I just feel we are both so cold to eachother , I know I am just distancing myself from him because of how he is , he is so hard to talk to and just shuts.down when I try to speak to him about issues ,it's like he doesn't care.

We have a mortgage together, I only make a small contribution and I feel he holds this against me sometimes.

Im just feeling abit stuck and unhappy this is how it is now.

OP posts:
PersephoneParlormaid · 04/01/2026 07:43

My DH was like this, he worked and I didn’t, so I had to get up every single morning. It’s not acceptable.
It’s easy to say LTB, but you’re having it bad now with 3 little ones. Fast forward 10 years and you won’t be able to get them out of bed.
Sounds like you need counselling, to get your voice heard.
And consider going back to work so that you have financial independence for if it does end.

Lmnop22 · 04/01/2026 08:11

Sounds like he’s actively punishing you if he said you both had to get up with your youngest - why would you both need to be there?

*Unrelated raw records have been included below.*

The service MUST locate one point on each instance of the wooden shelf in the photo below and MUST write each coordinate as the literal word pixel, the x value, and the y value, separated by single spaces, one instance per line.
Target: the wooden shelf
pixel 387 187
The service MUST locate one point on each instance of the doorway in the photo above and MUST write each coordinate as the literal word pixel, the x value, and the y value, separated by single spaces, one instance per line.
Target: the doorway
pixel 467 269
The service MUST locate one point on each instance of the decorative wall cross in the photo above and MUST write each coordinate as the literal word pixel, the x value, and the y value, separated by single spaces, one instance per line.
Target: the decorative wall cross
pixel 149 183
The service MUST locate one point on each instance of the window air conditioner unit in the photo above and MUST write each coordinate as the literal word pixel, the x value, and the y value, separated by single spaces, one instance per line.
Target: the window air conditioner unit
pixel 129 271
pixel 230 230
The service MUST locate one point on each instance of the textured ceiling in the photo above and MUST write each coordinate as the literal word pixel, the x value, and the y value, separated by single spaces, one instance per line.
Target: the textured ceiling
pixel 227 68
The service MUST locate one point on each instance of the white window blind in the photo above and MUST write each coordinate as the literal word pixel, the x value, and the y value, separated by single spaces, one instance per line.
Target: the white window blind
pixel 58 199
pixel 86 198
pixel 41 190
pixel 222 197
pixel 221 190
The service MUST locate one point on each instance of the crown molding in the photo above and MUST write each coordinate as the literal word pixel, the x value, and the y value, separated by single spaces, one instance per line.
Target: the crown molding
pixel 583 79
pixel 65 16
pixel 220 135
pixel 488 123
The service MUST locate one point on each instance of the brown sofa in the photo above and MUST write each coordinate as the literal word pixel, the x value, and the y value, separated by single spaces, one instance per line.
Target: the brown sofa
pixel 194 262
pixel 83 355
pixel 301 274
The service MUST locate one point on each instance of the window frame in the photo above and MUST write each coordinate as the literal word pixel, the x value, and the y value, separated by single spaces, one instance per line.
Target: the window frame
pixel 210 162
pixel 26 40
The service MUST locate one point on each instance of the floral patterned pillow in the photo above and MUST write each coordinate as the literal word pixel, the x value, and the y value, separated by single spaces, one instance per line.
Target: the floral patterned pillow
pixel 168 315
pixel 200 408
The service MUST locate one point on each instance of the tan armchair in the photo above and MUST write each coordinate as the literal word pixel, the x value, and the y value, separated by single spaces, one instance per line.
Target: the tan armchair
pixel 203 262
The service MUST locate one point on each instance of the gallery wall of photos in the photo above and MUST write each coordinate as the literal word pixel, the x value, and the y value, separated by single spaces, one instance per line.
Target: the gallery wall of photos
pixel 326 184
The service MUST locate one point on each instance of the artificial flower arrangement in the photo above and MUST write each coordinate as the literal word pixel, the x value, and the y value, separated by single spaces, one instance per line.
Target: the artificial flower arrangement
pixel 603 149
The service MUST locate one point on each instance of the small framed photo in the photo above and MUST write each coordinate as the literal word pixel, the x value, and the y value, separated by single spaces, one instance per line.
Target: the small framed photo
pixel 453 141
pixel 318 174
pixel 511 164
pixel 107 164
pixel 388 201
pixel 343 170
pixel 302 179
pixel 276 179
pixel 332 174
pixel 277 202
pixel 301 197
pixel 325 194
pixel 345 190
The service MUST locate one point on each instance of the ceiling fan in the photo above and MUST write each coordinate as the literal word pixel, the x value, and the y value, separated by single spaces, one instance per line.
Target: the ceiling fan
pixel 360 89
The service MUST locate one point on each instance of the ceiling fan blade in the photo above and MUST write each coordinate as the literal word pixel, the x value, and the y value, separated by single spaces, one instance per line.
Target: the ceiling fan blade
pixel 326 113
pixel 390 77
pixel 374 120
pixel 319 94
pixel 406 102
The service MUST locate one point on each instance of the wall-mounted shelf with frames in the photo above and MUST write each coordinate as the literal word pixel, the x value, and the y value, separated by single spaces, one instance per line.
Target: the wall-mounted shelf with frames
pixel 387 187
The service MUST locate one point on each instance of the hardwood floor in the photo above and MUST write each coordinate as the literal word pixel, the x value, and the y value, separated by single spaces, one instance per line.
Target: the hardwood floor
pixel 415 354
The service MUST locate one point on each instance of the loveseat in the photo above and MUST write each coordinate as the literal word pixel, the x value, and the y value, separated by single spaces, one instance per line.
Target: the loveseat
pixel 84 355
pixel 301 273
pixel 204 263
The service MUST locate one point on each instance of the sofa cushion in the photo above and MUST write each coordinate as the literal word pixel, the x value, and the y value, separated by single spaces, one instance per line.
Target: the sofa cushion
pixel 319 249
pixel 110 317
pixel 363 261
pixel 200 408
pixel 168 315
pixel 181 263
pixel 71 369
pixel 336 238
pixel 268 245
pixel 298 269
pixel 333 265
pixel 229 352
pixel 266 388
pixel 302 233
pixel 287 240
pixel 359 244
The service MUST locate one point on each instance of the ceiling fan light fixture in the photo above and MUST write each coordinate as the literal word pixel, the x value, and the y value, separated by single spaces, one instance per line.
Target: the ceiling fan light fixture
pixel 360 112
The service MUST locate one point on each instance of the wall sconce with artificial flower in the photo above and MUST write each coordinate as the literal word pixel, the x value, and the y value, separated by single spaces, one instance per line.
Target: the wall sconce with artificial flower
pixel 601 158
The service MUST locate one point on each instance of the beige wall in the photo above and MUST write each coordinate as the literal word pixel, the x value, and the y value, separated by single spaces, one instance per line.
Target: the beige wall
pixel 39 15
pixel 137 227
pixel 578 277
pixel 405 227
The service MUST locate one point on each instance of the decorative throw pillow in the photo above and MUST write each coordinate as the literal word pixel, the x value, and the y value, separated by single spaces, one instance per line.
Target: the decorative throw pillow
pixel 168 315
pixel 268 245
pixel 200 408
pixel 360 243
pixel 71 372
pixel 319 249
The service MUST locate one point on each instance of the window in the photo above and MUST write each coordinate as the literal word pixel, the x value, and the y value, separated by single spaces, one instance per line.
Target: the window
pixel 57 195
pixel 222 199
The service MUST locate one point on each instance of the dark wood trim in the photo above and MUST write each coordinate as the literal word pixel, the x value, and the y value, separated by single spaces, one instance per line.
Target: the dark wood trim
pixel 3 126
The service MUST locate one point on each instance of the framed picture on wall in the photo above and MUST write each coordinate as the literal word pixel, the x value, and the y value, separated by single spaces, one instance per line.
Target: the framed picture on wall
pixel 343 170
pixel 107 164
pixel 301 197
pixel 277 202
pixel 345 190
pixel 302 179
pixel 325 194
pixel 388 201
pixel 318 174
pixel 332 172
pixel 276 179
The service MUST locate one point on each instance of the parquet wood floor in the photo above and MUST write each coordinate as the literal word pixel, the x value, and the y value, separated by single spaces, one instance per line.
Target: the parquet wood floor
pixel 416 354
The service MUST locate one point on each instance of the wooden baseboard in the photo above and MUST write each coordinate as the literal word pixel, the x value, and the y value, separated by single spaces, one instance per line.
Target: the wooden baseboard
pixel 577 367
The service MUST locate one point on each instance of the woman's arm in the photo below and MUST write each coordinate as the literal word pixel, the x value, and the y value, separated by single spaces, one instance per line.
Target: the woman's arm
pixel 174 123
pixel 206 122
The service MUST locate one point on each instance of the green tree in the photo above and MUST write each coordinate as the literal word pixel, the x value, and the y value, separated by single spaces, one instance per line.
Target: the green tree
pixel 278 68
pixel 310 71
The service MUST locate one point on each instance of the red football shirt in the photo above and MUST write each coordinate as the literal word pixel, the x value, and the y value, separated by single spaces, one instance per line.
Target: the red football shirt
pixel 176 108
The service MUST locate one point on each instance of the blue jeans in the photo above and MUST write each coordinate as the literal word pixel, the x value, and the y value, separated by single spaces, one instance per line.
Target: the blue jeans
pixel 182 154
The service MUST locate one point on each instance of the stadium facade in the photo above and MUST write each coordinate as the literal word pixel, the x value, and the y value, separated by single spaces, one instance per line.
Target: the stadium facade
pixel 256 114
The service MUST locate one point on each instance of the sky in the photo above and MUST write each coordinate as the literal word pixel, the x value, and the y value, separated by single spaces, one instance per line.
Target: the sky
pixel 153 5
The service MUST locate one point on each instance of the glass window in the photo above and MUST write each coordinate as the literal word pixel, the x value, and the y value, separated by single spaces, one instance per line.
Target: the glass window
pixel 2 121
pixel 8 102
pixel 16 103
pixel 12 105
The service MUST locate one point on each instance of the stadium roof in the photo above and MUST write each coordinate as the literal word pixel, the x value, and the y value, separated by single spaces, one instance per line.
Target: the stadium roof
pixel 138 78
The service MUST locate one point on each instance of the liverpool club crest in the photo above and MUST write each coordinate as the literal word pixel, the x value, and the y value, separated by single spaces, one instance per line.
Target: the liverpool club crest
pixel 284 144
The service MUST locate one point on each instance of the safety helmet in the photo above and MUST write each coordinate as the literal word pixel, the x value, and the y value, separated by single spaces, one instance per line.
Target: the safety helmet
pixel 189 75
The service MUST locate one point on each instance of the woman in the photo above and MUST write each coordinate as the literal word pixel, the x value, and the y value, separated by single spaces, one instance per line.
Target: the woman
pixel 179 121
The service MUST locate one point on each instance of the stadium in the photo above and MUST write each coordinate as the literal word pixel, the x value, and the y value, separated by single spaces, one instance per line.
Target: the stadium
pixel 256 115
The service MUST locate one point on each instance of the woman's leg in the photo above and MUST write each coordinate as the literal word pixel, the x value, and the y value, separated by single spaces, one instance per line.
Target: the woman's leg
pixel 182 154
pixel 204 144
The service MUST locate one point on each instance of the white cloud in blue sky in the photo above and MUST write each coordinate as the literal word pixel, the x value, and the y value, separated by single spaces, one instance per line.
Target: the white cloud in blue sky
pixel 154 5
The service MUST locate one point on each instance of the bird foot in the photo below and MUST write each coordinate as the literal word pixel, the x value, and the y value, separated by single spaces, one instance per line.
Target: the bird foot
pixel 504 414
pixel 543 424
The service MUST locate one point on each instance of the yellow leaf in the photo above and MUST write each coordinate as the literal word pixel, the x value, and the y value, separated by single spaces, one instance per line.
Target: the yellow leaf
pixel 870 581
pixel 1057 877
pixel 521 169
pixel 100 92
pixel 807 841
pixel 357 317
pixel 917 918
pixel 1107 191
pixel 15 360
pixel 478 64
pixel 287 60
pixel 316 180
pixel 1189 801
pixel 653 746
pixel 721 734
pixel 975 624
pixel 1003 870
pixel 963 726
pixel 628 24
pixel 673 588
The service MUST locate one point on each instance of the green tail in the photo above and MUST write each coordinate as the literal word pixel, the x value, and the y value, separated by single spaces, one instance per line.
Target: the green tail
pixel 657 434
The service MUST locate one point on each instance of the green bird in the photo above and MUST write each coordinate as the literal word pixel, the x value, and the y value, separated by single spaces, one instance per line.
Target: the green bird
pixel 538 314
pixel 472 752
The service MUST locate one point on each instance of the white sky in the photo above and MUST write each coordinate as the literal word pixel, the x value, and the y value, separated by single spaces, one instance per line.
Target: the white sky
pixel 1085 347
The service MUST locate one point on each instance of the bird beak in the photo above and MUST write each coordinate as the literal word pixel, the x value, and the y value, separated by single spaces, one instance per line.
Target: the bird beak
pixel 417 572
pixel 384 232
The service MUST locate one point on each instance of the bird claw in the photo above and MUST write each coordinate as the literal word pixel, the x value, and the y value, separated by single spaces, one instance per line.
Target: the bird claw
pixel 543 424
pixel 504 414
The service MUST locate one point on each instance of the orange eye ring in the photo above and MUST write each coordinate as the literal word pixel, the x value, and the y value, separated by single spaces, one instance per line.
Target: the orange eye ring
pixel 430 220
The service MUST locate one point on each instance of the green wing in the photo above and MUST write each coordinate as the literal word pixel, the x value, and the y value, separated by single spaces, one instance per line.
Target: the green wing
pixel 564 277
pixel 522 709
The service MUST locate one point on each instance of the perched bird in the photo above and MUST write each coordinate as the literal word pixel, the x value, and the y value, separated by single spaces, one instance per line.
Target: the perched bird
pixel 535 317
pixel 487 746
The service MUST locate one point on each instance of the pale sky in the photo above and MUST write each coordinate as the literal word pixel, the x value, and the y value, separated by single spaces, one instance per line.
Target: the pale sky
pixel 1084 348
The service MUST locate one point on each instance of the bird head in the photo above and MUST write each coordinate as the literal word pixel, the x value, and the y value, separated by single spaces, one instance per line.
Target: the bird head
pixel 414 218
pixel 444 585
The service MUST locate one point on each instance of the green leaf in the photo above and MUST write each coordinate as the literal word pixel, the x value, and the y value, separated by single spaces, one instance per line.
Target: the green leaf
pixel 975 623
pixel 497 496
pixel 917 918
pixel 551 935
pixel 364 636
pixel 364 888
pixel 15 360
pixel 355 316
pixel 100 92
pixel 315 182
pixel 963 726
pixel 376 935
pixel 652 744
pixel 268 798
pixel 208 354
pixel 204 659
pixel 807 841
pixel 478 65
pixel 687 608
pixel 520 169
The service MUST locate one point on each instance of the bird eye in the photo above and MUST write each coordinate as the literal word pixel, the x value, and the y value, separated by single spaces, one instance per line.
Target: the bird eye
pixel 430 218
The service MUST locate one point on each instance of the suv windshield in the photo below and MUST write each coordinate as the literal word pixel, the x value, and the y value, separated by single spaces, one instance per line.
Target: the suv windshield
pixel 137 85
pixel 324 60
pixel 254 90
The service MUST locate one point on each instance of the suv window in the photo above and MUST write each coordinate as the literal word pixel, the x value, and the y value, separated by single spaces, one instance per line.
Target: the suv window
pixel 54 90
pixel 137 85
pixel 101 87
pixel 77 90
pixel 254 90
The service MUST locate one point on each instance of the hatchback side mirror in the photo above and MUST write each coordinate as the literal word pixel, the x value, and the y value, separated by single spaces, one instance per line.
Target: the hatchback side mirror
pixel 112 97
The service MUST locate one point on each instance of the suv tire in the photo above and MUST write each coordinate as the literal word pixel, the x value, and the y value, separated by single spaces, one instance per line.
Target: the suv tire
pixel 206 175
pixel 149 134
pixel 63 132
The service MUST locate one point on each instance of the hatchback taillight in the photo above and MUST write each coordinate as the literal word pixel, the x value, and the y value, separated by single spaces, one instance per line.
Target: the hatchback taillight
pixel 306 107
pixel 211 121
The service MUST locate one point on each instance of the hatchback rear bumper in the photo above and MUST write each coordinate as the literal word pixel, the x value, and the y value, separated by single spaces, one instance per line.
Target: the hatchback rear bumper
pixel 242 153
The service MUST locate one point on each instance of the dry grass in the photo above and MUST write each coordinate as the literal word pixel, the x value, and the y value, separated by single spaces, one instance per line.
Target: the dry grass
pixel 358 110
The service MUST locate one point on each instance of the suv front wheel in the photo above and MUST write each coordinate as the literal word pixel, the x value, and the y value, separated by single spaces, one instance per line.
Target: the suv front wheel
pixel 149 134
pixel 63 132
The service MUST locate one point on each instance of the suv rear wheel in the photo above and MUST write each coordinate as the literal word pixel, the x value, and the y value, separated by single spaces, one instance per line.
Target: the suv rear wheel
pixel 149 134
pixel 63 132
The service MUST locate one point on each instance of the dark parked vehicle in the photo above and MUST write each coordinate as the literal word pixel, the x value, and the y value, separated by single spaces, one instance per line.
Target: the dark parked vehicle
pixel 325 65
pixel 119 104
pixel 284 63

I’m afraid my kids dad was like this - family life just felt too hard for him, he didn’t enjoy it, he was there but he wasn’t actually there, he was counting down the minutes until they went to bed and constantly trying to be away from them - shower, coffee, sudden need to nip to the shop etc. We are no longer together.

I would say just try and make sure you BOTH have some free time. Like suggest he has a few hours carved out every week/weekend totally child free to do as he pleases and the same for you (make sure you enforce this bit!). This sounds like total burn out on both of your parts and when you’re struggling, you find it harder to allow your partner to have any slack because you’re not coping well yourself and making it harder feels unconscionable and you feel more resentful of one another.

VariousPuddings · 04/01/2026 16:37

I personally would go to bed earlier so that i can handle a 4am wake and then when I'm not so tired I woule devise something to deal with her wakes maybe she likes early mornings because it's alone time with you without the siblings so id do something alone with her everyday so she lets go of waking early or maybe her bedtime is too early for her or that the nap needs to go.

Then I would look at the relationship but priority is sleep.